Just following up with this to see if you were able to find out which pin can be triggered to have the 7909 that a changer is connected.


----------



## Mr12voltwires (Feb 1, 2010)

mc hammered said:


> Just following up with this to see if you were able to find out which pin can be triggered to have the 7909 that a changer is connected.


I thought you'd figured it out or given up. My old friend at Alpine believes the trigger wire was 12V but isn't 100% sure. At this point, the best solution might be to try to find an old M-bus changer, preferably a 57xx or 59xx model, connecting it to the 7909 & metering the pins of the din. I might still have one you can cut open, I'll have to check.

I've attached a PTG sheet for the 7909 that has the PIN outs for the DIN cable.
I'd meter each pin with the unit on and see what you get. Sorry I couldn't come up with the 100% answer. If I think of something else, I'll post it here.

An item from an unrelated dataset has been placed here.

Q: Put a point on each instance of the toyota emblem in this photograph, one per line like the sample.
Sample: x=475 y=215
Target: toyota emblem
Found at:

Best of luck, with it.


----------



## Mr12voltwires (Feb 1, 2010)

This might help you as well:


----------



## mc hammered (Oct 12, 2012)

I did take analog_generation's advice and bought a Blitzsafe adapter and have not had a chance to test it out, but it should work.

I just want to make the setup as simple as possible, so if I could just trigger a wire to put the 7909 into CD changer mode I rather do that.

One of the reasons I want to use my 7909L is it can read burned CDs and the Nakamichi MF31 changer I have hooked up to a TA-25 does not.


----------



## cameronbprince (Jan 21, 2014)

Hey, did you ever get this working? I'd like to do the same.


----------



## mc hammered (Oct 12, 2012)

I bought a bunch of parts but I did not get it working I am going to put all of the equipment up for sale.


----------



## iroller (Dec 11, 2010)

can i get info on the 7909


----------